Multi-part responses in custom intents

Is it somehow possible to give multi-part responses in a custom intent? Something like:
→ “Do something that takes long”

“OK, I am starting immediatly”
busy calcuations
“OK, I am done”

My current understanding is to pass the result in the speech/text, and this gets spoken at the end.

If you use assist_satellite.announce or tts.speak instead of set_conversation_response, then it is quite possible. See the adjacent topic.

so, you mean I could throw in a announce at the beginning of my intent and THEN return my output for the actual intent???

I’m intrigued and will try that tomorrow

I wasnt able to retrieve the device_id in an intent. The samples in your link refer to an automation. :frowning:

You can work it backwards from entity_id also using devices in your automation will lead to pain. Especially in voice process ing because the llm context does jot contain device_ids.

What are you ACTUALLY trying to accomplish and someone can help you work it out.

as I said, in the opener:
I hve an intent that waits for an external process to finish (its an MQTT command and reply) with a timeout of 10 seconds. In the meantime I would like to respond with “OK, understand, please wait…” on that speaker as part of the reply - which follows after 10s (max)

What call makes the call in to your planned intent and what is it capable of sending. What triggers thism

I am not sure I understand the question.
The intent is triggered with “Hey Nabu, play .”
The code then send an mqtt command and waits for an MQTT reply (a publish to homeassistant), uses the data to generate an AI reply and puts that into the speech: text

PlaylistSelect:
  action:
    - variables:
        area: "{{ area }}"
        QueueCtrl: "{{ QueueCtrl | default('queue') }}"
        Playlist: "{{ Playlist | default('Everything')}}"
    - variables:
        play_request_dict: >-
          {{ {
            "QueueCtrl": QueueCtrl,
            "Playlist": Playlist
          } }}
    - variables:
        request_id: "r{{ now().strftime('%Y%m%d%H%M%S%f') }}"
    - service: script.log
      data:
        message: "[PlaylistSelect] Requesting playlist '{{ Playlist }}' with QueueCtrl='{{ QueueCtrl }}' in area '{{ area }}'"
################
## HERE would be nice to inform the user that it might take some time
#################
# this might take some time to complete
    - service: script.smartflat_mqtt_request_and_respond
      data:
        cmd_topic: "PlaylistSelect"
        payload: "{{ play_request_dict | tojson }}"
        task_name: "PlaylistSelect"
        Description: "Inform the user about the prepared songs. Summarize the information about the included songs into a very short sentence, choosing two or three of the result parameters."
        request_id: "{{ request_id }}"
      response_variable: reply_payload
    - variables:
        result: >-
          {{ (reply_payload.result if reply_payload is mapping else (reply_payload | default(''))) | default('') }}
    - stop: ""
      response_variable: result
## now provide the reponse fromt he external tool (that gets delivered by smartflat_mqtt_request_and_respond
  speech:
    text: "{{ action_response }}"

Move your automation from intent_script to the GUI. Then you will have access to standard methods for obtaining the trigger ID {{ trigger.device_id }}.

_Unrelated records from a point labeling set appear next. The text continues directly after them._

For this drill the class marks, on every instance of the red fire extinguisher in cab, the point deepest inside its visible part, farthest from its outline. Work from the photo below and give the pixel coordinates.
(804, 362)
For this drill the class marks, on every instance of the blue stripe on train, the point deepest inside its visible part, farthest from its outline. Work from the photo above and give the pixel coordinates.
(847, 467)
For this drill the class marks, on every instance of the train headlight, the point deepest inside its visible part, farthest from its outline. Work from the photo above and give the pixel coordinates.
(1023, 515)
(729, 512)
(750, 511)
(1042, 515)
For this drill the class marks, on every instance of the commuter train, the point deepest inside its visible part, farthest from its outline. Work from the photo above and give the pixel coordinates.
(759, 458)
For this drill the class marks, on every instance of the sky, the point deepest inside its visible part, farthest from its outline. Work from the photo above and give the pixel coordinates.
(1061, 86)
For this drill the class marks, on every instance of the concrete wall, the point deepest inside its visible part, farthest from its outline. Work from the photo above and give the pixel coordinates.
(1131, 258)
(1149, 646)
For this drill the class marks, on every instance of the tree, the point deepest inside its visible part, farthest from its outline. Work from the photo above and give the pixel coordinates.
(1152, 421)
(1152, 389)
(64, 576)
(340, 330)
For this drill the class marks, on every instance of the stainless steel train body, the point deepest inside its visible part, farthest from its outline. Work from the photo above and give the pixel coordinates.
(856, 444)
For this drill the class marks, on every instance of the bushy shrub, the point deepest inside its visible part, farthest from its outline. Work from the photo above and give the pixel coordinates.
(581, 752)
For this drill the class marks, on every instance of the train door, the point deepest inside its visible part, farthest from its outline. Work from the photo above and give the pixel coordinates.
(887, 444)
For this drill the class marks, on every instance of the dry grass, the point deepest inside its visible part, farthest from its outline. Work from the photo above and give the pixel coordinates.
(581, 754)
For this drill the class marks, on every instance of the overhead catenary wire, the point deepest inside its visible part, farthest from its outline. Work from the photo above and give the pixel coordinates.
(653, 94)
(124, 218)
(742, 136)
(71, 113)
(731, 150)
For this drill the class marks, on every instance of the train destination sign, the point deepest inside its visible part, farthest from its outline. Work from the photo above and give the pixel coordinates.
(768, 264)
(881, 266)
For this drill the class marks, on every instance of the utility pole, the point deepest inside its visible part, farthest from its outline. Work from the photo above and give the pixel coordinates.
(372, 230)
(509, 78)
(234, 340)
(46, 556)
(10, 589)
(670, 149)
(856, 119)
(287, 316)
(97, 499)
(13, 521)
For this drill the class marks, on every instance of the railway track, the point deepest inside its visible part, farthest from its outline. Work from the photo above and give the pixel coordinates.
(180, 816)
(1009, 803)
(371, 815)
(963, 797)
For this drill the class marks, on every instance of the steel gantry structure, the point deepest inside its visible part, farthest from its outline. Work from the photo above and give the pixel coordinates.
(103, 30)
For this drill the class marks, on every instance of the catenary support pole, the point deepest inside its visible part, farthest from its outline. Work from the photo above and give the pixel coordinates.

And also, LLM still hasn’t learned that we’ve moved from service to action

2 Likes

It won’t reliably for 18 more months at the current training pace. Just enough time for the pattern to change again…

2 Likes

There is also a way for intent_script, but it is more complicated and requires filtering by name. Here is a minimal example. If an announcement action is required, then the domain in the request must be changed.

Also, the final speech block cannot be placed, otherwise there will be problems with playback.

  CheckConnection:
    data:
      - sentences:
          - "sound check"
        requires_context:
          area:
            slot: true 
        slots:
          domain: media_player

CheckConnection:
  action:
    action: tts.speak
    data:
      media_player_entity_id: "{{ targets.entities | select('search', '(?i)esp32va') | first }}"
      message: "It's {{ area }}"
    target:
      entity_id: tts.piper

But the UI option is much easier to edit and check, so I wouldn’t waste time on the legacy method.

3 Likes

So, I finally took the time to build this and test it and can confirm it works within intent_scripts as well.
as outlined by @mchk it requires the “area” slot in the intent to provide the area where the user ask spoken.
This needs to be mapped to a output device (either via the search in the example above or with a mapping table).
You can then use tts.speak in the intent, do your stuff and (at least working for me) than use the final speech block of the intent to return to actual output. If the Intent finishes too quick then it will abort the tts.speak and speak its text.